In July 1948, a swimming pool was officially opened in Springfield. The pool was built by Cecil and Inez Turner who moved to Effingham from Oklahoma.
Cecil was in the well drilling/construction business. Upon graduation from Effingham Academy in 1948, my father, Arthur Exley, took the job of digging and hauling out dirt on a spot south of Jack’s Branch on the north side of Springfield chosen for the Turner’s pool. He was also lifeguard for a brief time after the pool opened.
According to the Springfield Herald, June 17, 1948, the big pool, to open in about 10 days, was originally built 70 feet long with a concrete bottom at the shallow end and a wash sand bottom at the deep end. One side was walled in but left sloping and covered with sand forming a beach. There was also a toddler’s or wading pool adjacent to the big pool. Water from a flowing well was piped into the pool. A concrete block concession stand with a few rooms for living quarters for the Turner family was near the pool. There was an open air pavilion with picnic tables.

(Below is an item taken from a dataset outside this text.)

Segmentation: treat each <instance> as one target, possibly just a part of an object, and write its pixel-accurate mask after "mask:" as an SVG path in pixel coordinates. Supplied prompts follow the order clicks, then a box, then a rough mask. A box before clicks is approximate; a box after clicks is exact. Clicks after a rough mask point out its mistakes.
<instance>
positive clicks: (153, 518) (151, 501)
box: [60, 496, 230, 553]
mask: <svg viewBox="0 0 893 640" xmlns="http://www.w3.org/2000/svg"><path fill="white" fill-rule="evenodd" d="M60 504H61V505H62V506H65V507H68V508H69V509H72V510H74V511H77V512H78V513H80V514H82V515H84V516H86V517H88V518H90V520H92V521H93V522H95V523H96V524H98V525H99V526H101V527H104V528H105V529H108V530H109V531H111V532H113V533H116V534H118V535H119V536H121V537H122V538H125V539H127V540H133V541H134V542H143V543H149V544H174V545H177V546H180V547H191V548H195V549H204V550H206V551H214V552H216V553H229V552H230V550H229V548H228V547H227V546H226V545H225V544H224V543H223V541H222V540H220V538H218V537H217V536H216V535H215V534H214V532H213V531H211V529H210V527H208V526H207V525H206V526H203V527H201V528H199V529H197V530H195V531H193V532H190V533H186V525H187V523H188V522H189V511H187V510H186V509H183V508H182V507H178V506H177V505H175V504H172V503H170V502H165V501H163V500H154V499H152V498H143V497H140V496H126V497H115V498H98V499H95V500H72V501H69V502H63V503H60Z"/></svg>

They sold refreshments including candy, drinks and ice cream.
One of the first events chronicled in the Springfield Herald at the swimming pool was a 16th birthday party for my mother Ellen Hinely (Exley) and Bill Eleazor, hosted by my grandparents, Bruce and Mattie Lou Hinely. The September meeting of the Lions Club in Springfield was held at the pool pavilion, according to the Herald.

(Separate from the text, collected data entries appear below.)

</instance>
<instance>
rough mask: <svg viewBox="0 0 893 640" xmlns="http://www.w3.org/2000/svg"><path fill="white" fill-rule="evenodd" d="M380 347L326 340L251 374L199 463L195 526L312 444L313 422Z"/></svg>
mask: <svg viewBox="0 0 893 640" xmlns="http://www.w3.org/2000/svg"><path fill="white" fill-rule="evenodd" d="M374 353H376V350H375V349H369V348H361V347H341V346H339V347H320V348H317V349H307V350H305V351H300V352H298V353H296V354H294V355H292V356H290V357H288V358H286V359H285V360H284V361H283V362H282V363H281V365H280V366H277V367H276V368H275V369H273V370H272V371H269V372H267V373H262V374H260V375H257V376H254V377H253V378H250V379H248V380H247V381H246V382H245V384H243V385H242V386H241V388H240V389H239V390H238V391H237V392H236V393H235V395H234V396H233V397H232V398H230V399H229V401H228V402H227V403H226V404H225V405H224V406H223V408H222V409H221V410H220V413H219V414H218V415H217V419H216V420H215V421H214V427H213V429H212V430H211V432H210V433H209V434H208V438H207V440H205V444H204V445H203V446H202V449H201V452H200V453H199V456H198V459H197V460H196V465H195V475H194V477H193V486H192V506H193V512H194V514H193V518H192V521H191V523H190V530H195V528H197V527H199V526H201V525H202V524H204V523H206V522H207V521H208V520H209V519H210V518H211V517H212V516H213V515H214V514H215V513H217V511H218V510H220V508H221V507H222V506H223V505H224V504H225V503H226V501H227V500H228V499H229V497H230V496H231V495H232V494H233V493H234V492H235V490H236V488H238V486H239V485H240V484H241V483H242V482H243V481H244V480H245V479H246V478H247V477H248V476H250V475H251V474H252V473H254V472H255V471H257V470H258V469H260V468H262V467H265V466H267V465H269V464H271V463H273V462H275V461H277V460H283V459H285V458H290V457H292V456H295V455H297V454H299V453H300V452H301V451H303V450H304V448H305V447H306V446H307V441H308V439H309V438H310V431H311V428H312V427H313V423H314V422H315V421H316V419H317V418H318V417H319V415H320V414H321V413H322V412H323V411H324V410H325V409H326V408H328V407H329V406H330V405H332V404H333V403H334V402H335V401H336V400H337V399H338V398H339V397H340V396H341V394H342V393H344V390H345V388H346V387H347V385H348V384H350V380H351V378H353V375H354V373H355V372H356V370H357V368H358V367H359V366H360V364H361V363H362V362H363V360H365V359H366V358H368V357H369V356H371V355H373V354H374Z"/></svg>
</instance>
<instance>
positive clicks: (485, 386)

Somewhere along the way the pool was completely walled in. It had a diving board and a sliding board.
Monteen (Mock) Crawford remembers having to wear a bathing suit with the seat patched since she wore it out sliding. The Tebeau children (John, Lee Ellen and Jo) living nearby enjoyed their season passes.

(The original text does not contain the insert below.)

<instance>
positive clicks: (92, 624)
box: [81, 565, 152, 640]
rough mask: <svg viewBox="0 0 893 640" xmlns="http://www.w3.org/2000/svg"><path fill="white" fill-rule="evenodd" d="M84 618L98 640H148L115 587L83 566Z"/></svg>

After Inez Turner passed away, several different people ran the pool. Dollie Murphey (now Rahn) inherited the pool. She had married Billy Exley and they had several daughters to rear, so she could not handle pool operations herself.
Billy’s brother Tommy Exley recalls having worked there over some of the summers. Health department codes called for the pool to be drained weekly and the pool scrubbed down and cleaned before it was refilled.
Some who operated the pool were Milton and Mary Exley, Carlyle Exley’s family and Willie James Calhoun. According to the Springfield Herald in April 1953, “The Ideal Swimming Pool” was to open for the season acquired by Willie James Calhoun. Season tickets were on sale. Grace Zittrouer was hired to open from 1 to 5 in the afternoon and Willie James operated it from 6:30-10:30 p.m. with a competent lifeguard on duty at all times.
This place provided great recreation until about 1960, when the pool was closed down. There was at least one tragedy: Nena Pace drowned in the pool in 1955.
Tommy Exley fell heir to the property and still owns it. He recalls “scrubbing down the walls” not so fondly when his family operated it.
He also says, “The best thing in my life happened there. I met my wife Bebe there.” She was a friend of beloved Methodist Pastor Whittington’s granddaughter and swam there on visits to Springfield.
Although it was family property, perhaps Tommy is a bit sentimental of the site. As pictured last week, the pools are intact with the walls of both bathrooms standing. The stand for the diving board and the slide with steps are now adorned by a few vines. The algae covered green waters of the kiddy and big pools have been frog havens for many years. The concession stand and pavilion were removed for block and lumber was salvaged.
Isn’t it a shame that we do not have this pool today to enjoy on a hot afternoon? Although gone, many have vivid memories of good times in what was affectionately labeled by my uncle, the late John Wilson, as “Turner’s Waller” at Jack’s Branch.